Across the pages of RealTime, I see sonic art having three, not distinct, but certainly recognisable phases. The first until around 1999, summarised above, is focused on sound within gallery culture, radio art and emerging collaborations with screen media. In this way it was engaged with institutions and organisations. The second stage is from around 1999 when the live sector strengthens, made possible by the development of more portable equipment and digital audio accessibility. With roots in post-punk art rock it is a decidedly DIY scene, taking place in illegal warehouse venues and inappropriately reverberant artist-run spaces, occasionally making guest appearances in the institutions that had previously housed the aforementioned mid-1990s sound art events. That said, What is Music? made incursions into the Sydney Opera House in 2002 while still keeping it real with concerts in underground venues (see above) — that’s how curators Oren Ambarchi and Robbie Avenaim roll. Interestingly this was also the heyday of ‘new media art;’ many sound-oriented installations and interactive works actually moved over to be considered within this context (see the sound section of RT’s Media Art Archive).

 

Daisy Buchanan, Ladyz in Noyze, photo courtesy the artist

Within this live scene there have been ongoing waves of activity, the occasional lull making us nostalgic for the early 2000s. From the Sydney perspective alone, as late as 2011 there were enough events for a three-part overview series (RT103, RT104, RT105), admittedly some on their last legs. But today (Nov 20, 2018) I noticed that Sydney offers at least one event a night this week, if not two, for those interested in the pointy end of experimental practice.

 

Meagan Streader installation for Soft Centre, Casula Powerhouse Theatre, photo courtesy the artist

We are now in what I suggest is a third phase, one in which the boundaries between new music/contemporary classical and the experimental electronic scene have blurred. This has long been the case in Perth for example, where a smaller population and genre-fluid artists like Cat Hope ensured a certain kind of slippage. In Sydney it has occurred as younger electronic music-literate artists have emerged from more traditional music schools, not just from art schools, and contemporary music ensembles such as Ensemble Offspring have actively pursued all manner of collaborations and genre experiments. Perhaps it has also occurred as funding sources have become scarcer and the new music scene has started to adopt a more DIY approach. However it has come about, the live experimental music scene has continued to grow, and even spread to outer suburbs with programs at Western Sydney Arts centres like those in Campbelltown, Blacktown, Bankstown and the latest ambitious adventures at Casula Powerhouse with the Soft Centre festival (18, Oct 2017).
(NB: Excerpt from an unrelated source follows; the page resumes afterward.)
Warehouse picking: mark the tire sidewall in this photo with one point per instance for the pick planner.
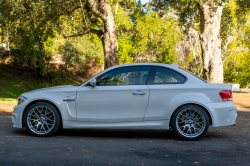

All this is to say that RealTime’s coverage, above and beyond my contribution, offers an inevitably incomplete, yet amazingly varied account of sonic art which, although I have focused on the live side here, also encompasses gallery-based sound art and media art. (For a rousing definitional debate see Nigel Helyer’s provocation in RT70 and Ben Byrne’s response in RT72). It is hard to imagine how we will be able to get a sense of upcoming developments without RealTime, an incredible source of documentation and commentary. There will be blogs (or is that already over too?), there will be Tweets and Facebook rants (if people can take time out from signing petitions for every other horrible thing going on in the world), but we will keenly feel the loss of that special space where not just the sonic arts, but all the innovative arts in Australia could be reflected on in depth and, equally importantly, be celebrated.